Potential buyers like Ron Burkle and Len Blavatnik may have reason for optimism about the business of discovering and developing rock stars. Industry executives expect the increasing use of smartphones to help reinvigorate the legal consumption of music. Digital services like Pandora and the development of cloud-based song libraries also are creating new enthusiasm.

But everyone is really just eager for the duet that has been a decade in the making. The first of many attempts to merge Warner and EMI occurred in 2000, when European watchdogs shot down the idea. But the business has changed substantially and Warner’s next owner will most probably try again to unite the company with the industry’s over-leveraged number four player seized earlier this year from buyout baron Guy Hands by its lender, Citigroup.

Not only could the best executives and musical acts be cherry-picked from the two firms, but nearly the whole merged recording-unit operation could be run with just one side’s cost base.

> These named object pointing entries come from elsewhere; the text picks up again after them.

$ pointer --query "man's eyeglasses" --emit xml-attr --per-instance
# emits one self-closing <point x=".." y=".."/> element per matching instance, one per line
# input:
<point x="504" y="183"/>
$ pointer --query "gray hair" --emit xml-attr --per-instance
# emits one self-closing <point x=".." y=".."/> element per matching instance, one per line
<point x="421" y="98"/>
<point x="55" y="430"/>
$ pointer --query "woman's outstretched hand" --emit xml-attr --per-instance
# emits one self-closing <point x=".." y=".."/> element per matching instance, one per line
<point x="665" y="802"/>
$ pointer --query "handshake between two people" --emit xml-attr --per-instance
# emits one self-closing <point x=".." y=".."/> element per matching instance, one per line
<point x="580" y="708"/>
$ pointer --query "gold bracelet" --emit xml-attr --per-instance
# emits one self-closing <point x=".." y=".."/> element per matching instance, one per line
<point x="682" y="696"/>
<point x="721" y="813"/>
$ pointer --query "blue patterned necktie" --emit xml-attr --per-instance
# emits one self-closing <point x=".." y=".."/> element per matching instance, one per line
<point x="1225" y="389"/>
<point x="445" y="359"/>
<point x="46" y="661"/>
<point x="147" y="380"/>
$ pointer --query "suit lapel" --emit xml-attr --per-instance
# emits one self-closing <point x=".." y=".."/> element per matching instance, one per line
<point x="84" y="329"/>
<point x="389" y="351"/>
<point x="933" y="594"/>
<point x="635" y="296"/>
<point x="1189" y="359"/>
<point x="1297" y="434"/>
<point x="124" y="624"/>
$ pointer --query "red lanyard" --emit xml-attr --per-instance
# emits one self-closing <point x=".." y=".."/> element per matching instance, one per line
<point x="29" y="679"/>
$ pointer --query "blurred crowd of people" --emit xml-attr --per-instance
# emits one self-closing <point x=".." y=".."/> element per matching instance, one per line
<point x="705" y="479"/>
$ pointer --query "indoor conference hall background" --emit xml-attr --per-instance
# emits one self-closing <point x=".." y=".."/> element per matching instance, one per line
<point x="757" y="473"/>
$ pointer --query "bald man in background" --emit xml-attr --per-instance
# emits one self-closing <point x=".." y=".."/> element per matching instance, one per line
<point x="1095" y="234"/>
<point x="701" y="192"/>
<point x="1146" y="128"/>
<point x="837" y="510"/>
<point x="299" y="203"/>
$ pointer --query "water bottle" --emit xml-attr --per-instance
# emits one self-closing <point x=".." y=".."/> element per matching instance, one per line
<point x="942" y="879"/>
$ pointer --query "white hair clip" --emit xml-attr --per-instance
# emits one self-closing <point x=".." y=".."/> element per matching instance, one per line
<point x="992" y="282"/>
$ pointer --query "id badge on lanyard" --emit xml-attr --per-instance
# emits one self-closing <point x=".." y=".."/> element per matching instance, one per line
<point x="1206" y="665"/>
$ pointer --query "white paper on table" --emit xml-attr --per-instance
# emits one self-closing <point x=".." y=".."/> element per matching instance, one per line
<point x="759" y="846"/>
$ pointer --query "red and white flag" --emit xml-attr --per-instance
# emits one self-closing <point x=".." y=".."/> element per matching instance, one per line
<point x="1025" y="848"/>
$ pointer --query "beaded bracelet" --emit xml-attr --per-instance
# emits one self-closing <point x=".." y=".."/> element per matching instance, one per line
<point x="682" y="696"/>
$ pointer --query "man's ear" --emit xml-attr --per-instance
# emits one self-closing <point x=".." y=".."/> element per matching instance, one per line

The last time these two tangoed, back in 2006, annual savings were estimated at some $300 million. Assuming that still holds true, the estimated $2.3 billion present value of these synergies would go a long way toward paying for any deal. Warner and EMI are each worth about $3 billion and selling one of the two publishing businesses to sidestep regulatory questions would probably fetch at least $2 billion. Despite the industry’s many sour notes, investors still have room to make sweet music.